Irish brands pull ads from Google in fears over extremist content
Core Media, Ireland’s largest ad-buying group, has paused its clients’ campaigns
Google chief business officer Philipp Schindler apologised to advertisers, saying Google would take “a tougher stance on hateful, offensive and derogatory content”
The group told clients on Wednesday afternoon that it was pausing all advertising campaigns on YouTube and the Google Display Network until it receives greater reassurances from Google about the placement of ads.
The move means Core Media clients including Musgrave, the National Lottery, Aviva and Heineken will not for the moment advertise on YouTube or on the mass network of sites on which Google places display ads.
“It’s not about a boycott.
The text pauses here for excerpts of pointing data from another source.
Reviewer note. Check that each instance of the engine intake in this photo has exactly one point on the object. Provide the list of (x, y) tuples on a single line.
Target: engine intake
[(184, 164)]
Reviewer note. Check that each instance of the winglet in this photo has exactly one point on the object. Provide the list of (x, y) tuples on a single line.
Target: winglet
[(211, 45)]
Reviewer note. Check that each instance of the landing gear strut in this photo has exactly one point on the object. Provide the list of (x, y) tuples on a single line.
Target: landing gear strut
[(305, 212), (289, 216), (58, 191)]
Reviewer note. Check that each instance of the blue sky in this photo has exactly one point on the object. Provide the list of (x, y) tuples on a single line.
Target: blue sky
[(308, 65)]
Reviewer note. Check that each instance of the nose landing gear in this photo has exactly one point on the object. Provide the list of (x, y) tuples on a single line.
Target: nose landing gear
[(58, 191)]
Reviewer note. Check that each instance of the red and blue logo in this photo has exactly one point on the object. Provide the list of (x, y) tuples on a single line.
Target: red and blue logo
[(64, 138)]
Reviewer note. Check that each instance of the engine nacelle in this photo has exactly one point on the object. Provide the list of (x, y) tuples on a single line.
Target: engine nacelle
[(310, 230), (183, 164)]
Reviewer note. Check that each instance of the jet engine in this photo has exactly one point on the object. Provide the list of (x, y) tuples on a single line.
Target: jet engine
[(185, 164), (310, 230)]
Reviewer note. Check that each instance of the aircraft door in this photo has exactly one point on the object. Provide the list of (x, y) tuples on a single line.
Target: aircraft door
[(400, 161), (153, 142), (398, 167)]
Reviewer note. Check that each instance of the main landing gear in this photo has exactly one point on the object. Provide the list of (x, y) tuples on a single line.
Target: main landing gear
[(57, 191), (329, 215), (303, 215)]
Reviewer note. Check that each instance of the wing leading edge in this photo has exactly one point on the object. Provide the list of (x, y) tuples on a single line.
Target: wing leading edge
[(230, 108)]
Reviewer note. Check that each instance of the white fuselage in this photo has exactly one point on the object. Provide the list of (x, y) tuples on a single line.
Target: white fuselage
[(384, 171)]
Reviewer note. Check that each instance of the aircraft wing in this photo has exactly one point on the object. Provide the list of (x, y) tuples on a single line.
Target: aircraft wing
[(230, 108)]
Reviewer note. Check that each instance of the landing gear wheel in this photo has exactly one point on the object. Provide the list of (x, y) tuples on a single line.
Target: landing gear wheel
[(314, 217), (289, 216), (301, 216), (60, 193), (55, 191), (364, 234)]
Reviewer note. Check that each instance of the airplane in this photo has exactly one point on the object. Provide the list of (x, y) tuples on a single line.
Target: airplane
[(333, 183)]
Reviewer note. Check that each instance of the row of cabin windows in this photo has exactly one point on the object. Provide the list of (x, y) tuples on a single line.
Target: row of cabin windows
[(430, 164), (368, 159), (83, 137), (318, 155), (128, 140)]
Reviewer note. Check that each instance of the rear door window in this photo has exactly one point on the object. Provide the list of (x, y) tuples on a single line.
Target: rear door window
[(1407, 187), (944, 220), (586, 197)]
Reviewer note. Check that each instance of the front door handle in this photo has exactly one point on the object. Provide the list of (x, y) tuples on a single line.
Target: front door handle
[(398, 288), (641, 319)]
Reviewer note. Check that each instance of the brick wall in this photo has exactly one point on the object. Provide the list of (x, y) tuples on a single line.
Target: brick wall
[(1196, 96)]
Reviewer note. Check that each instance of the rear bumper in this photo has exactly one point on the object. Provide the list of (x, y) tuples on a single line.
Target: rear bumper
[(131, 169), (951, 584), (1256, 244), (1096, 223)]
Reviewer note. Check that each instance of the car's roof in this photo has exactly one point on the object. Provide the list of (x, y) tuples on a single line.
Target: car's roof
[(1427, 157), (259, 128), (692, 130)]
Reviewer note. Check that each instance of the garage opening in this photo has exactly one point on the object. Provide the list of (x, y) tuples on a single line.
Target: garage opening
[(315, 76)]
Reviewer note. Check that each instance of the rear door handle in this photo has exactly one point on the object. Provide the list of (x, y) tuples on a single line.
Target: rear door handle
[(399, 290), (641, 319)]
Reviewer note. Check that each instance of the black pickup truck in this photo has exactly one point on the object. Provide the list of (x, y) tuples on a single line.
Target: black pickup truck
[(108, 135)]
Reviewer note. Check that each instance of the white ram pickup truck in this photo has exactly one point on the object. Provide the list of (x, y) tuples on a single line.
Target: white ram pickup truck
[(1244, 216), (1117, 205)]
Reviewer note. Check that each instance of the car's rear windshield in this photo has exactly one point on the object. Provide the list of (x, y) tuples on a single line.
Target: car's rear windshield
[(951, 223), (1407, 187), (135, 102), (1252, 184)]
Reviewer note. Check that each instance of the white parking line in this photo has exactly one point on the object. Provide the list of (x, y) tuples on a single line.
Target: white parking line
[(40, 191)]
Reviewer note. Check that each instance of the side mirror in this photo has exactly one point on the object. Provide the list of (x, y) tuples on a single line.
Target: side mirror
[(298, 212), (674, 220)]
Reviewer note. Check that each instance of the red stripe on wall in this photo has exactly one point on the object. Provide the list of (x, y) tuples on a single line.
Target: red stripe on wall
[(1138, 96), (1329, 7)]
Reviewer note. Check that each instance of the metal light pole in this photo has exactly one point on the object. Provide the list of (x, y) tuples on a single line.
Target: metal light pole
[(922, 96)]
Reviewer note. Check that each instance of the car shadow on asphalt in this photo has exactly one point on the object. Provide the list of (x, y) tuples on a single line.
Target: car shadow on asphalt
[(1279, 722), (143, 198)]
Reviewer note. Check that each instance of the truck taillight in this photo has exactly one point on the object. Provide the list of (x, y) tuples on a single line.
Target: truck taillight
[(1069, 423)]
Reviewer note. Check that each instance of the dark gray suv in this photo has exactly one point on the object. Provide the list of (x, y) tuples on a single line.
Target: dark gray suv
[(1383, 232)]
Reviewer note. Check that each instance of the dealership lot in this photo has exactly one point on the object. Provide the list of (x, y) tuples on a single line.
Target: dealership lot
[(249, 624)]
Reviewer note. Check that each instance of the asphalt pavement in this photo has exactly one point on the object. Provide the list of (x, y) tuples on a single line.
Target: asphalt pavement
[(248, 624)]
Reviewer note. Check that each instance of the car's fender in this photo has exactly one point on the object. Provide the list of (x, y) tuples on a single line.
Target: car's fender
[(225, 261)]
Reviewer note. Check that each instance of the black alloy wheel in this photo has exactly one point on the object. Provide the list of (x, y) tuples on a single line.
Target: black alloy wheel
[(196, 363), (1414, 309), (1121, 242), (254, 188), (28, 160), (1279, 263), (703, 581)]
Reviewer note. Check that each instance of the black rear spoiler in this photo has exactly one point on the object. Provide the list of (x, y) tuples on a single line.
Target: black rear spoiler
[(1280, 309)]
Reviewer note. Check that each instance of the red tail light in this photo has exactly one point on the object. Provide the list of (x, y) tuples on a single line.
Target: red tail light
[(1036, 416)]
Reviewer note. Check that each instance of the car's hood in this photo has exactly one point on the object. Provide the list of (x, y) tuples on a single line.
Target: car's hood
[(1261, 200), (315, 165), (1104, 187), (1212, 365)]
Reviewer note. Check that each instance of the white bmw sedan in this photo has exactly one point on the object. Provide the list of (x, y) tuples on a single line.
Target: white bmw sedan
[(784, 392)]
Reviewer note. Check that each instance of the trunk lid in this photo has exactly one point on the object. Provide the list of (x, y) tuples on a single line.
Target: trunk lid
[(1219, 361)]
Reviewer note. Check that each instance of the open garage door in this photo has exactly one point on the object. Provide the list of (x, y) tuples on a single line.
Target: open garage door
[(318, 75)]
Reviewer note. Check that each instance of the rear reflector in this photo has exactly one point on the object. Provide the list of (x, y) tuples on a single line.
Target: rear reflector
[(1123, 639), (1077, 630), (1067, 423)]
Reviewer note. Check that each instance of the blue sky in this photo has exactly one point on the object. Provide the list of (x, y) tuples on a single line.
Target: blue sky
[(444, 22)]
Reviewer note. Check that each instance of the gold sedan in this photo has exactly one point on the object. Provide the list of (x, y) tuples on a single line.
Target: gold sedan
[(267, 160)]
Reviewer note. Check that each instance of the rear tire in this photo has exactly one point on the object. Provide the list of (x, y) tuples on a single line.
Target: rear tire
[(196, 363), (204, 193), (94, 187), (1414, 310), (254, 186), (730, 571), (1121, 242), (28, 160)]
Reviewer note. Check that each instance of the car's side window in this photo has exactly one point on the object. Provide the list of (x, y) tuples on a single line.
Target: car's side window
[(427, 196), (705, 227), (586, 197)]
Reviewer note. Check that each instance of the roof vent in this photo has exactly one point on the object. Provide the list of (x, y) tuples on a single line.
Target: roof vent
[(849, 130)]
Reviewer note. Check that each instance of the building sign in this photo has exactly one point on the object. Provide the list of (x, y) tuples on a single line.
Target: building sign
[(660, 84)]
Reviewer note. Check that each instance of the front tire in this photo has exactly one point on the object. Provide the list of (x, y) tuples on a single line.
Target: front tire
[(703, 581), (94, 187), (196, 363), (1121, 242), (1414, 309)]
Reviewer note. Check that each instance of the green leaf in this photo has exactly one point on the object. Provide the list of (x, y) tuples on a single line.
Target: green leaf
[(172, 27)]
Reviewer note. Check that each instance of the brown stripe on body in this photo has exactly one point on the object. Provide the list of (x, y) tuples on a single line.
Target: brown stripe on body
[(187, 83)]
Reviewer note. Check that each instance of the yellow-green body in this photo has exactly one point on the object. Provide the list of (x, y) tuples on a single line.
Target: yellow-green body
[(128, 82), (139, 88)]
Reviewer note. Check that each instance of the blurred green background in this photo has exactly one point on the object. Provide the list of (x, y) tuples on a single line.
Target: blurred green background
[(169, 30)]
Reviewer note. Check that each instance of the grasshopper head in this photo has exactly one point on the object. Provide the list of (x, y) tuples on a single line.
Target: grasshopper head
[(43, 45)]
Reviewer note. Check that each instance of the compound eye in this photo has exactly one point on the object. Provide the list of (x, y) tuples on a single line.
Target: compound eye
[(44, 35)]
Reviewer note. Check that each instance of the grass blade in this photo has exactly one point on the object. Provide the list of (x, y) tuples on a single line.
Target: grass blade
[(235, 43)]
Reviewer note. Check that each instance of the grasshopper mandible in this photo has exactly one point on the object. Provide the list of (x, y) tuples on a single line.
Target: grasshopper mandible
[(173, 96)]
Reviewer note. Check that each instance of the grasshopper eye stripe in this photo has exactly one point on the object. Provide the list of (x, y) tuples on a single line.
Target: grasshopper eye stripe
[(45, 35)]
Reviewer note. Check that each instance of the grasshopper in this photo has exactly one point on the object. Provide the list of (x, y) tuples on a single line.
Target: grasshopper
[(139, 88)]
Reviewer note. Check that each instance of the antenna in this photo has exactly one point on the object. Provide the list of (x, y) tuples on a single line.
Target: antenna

It is about a pausing of activity,” said Justin Cullen, chief digital and data officer for the Core Media group.
Mr Cullen said Core Media, which purchased about €225 million worth of advertising on behalf of brands in the Irish market last year, had been contacted about the issue by several clients earlier this week.
Most of the inquiries came from international groups that had already pulled their advertising from Google in the UK. Major companies from supermarkets to banks and consumer groups withdrew their campaigns in the UK market after their ads appeared alongside YouTube videos carrying homophobic and anti-Semitic messages.
Brand safety challenge
Core has now decided it will also suspend its campaigns with the Californian technology giant. Core chief executive Alan Cox tweeted that the policy would remain in place until it can be “confident that a solution to the brand safety challenge is in place”.
Advertisements on the Google search network are not affected by the withdrawal.
Senior Google executives have promised reform of its policies to allay fears. Chief business officer Philipp Schindler apologised to advertisers on Tuesday, saying Google would hire significantly more people to tackle the issue and take “a tougher stance on hateful, offensive and derogatory content”.
“We feel there is still a fair bit of work to do on their side,” Mr Cullen said. “There’s still a few gaps in the fence.”
While only a small percentage of advertising inventory is at risk of being placed beside inappropriate content, “for many clients a very small risk is still too big”.